After that you are done and get get on with the fun task of setting up your individual accounts. Files > Preferences allows you to add these. All you really have to do is enter your user-id and your password, if you’d like adjust some of the personal information, like your preferred avatar or your preferred display name. That’s it – simple to use as anyone would expect
You will have two Adium icons, one (hopefully) in your Dock and it will change according to your status. If you set “Away” as your status the little “duck” in the dock will hold up an “away” sign. If you receive an IM the little duck will start flapping its wings. It is a bit of fun and an application like this is allowed a bit of fun. There is however a second icon for you, up in the Menu Bar, which let’s you switch your status quickly for one or all of the services you have setup to use. Maybe you don’t want Joe on MSN to see you are online, while Mary on AIM sure is encouraged to contact you.
The main Adium window might at first appear a little empty, especially if non of your pals are online at the time. I personally like the list of friends to show, even if they are not active and for that you have to hit the “Show/Hide Toolbar” button and then hit the little “red duck head”, which will toggle the display of your offline contacts.
When one of your contacts signs in and you are unfortunate enough to have your speakers on, be aware that the sound schemes of Adium will alert you, but it might not be a pleasant experience at all. Even every new message is announced acoustically in the most annoying way. I strongly recommend you take a few seconds to go through the Events list in Adium Preferences. I fear you might not enjoy this tool much, if you don’t.
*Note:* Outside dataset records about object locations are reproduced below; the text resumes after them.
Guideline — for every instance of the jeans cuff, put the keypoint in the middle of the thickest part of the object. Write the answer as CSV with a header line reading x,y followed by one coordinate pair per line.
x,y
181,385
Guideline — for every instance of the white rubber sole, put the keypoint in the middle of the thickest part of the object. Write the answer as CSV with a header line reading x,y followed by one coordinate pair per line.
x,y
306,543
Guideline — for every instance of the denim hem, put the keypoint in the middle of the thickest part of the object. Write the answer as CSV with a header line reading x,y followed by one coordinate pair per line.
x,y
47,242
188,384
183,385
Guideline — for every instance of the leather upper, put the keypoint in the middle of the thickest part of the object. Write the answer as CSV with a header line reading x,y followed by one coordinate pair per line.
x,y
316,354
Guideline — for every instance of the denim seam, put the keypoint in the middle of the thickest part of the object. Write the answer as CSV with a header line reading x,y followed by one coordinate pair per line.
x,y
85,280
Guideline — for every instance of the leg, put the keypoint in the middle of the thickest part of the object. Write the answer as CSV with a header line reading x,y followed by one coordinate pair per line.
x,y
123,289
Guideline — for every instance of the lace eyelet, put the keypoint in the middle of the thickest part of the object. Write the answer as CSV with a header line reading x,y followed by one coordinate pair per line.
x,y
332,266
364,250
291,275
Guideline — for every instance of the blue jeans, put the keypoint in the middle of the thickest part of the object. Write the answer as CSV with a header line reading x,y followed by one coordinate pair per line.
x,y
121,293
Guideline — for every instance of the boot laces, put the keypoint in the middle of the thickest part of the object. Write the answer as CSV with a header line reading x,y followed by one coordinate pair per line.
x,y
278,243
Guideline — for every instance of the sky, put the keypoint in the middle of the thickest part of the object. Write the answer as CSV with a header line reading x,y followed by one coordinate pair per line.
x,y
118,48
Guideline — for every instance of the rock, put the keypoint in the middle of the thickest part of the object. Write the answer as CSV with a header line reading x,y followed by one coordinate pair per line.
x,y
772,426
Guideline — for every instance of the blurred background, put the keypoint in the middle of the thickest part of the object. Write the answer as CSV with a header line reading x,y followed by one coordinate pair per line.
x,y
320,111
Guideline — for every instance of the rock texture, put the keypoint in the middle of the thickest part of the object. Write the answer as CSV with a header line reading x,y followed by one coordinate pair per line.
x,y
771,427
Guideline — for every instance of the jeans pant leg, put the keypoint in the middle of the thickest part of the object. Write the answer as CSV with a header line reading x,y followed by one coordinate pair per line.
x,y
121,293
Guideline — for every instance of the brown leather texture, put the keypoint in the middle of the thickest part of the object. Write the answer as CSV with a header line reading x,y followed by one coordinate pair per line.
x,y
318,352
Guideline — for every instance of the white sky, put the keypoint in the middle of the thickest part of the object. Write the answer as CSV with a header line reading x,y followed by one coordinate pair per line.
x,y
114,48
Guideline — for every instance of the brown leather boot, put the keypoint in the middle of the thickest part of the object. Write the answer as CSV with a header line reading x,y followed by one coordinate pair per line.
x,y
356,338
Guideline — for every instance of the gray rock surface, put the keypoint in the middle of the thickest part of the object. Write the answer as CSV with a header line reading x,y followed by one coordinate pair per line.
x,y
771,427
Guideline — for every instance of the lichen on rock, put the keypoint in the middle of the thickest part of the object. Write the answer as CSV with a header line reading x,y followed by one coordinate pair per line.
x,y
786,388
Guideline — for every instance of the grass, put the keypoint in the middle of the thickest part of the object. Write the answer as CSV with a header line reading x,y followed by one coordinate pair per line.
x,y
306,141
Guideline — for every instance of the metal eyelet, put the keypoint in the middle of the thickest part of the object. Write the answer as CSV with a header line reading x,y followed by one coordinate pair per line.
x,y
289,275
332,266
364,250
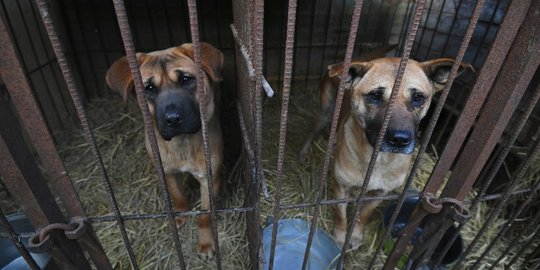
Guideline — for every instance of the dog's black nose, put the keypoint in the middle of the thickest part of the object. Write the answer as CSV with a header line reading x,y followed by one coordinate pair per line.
x,y
173,118
399,138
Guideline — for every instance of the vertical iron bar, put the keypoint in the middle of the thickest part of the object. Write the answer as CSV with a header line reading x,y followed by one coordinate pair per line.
x,y
326,45
287,75
514,18
40,70
415,53
192,7
32,119
15,239
333,127
152,24
431,126
483,39
50,60
74,92
498,163
340,31
100,34
24,179
518,70
125,31
257,52
397,83
428,53
310,49
454,20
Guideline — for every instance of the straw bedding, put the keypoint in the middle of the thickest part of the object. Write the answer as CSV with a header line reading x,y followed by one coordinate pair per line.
x,y
120,136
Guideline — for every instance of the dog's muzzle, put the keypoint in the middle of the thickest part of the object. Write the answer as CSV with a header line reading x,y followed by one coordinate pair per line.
x,y
399,141
176,113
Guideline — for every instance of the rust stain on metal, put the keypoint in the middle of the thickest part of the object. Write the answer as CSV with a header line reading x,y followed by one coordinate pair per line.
x,y
287,76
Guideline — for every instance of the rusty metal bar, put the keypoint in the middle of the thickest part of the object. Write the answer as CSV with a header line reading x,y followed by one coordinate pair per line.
x,y
401,70
494,62
496,166
31,118
310,39
15,239
247,58
22,177
258,34
333,127
432,123
518,69
509,28
109,218
247,144
127,39
287,76
192,7
74,92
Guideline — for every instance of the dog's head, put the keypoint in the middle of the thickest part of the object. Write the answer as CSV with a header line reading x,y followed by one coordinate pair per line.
x,y
371,85
170,85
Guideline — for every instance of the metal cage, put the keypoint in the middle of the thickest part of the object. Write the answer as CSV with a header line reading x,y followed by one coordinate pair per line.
x,y
53,56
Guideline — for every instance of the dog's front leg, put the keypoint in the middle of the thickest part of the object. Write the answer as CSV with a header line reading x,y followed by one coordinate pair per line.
x,y
181,203
205,244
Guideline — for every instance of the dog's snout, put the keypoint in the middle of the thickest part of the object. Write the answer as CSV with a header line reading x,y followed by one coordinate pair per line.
x,y
399,138
173,118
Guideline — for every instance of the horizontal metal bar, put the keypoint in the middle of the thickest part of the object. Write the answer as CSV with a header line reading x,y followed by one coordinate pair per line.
x,y
109,218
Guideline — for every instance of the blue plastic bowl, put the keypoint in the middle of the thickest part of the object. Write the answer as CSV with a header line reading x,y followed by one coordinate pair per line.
x,y
403,216
10,259
291,244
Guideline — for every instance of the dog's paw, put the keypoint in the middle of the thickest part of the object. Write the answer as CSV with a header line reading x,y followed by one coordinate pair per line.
x,y
302,156
354,243
205,251
180,221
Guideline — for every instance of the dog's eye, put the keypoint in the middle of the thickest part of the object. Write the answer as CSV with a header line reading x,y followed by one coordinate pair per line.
x,y
186,80
418,99
150,88
375,96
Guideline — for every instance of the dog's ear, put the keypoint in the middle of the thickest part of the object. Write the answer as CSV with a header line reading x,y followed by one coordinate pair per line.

Otherwise it does precisely what I want it to do. One application, holding a good number of my pals on different IM systems and letting me chat with them. Chat windows are clean and fully customizable, should you dislike the color scheme:
To be fair, I have removed some of the information that is displayed in these windows above. Most notably the eMail addresses of the users. For example the entry “mike” would really say “firstname.lastname@example.org”…
Really that is all I have to say, it just works. You can transfer files, if you like, but the more advanced features like VoIP (Voice over IP) aren’t supported and implemented. Not a major issue at all. The same is true for video conferences and the likes.
Adium does what it promises to do, it gives you a single user-interface to the majority of IM Services. If what you want to do is text based chats and maybe the occasional file transfer and you are tired of having more than three IM Clients open – then Adium is most certainly for you.
Adium isn’t for you, if you cannot imagine to work without Video Conferences and Voice Chats. Adium isn’t for you either, if all your friends very kindly support your IM System of choice.
Adium has a rather annoying sound scheme, so much so that it was pretty much one of the first things that I changed, after installing it and using it for a while. However everything else is fine and I now only have two IM Systems running: Adium & Skype. Skype isn’t supported by Adium, the protocol is closed and most people really want to use it for Voice over IP component, so this is quite okay with me.
Thus in the end, Adium is one of the applications that I would definitely install on a new Mac right away, if I bought one.
MyMac.com Rating 5 out of 5
This is a niche application, if you have a use for it, you will love it. If you don’t have use for it, it is well useless. I felt very awkward giving it 5 out of 5, especially as I so much disliked the sound scheme, but I figure it is a personal preference, and other people might like it, so I decide to not hold it against the Adium Developers. They did a fab job.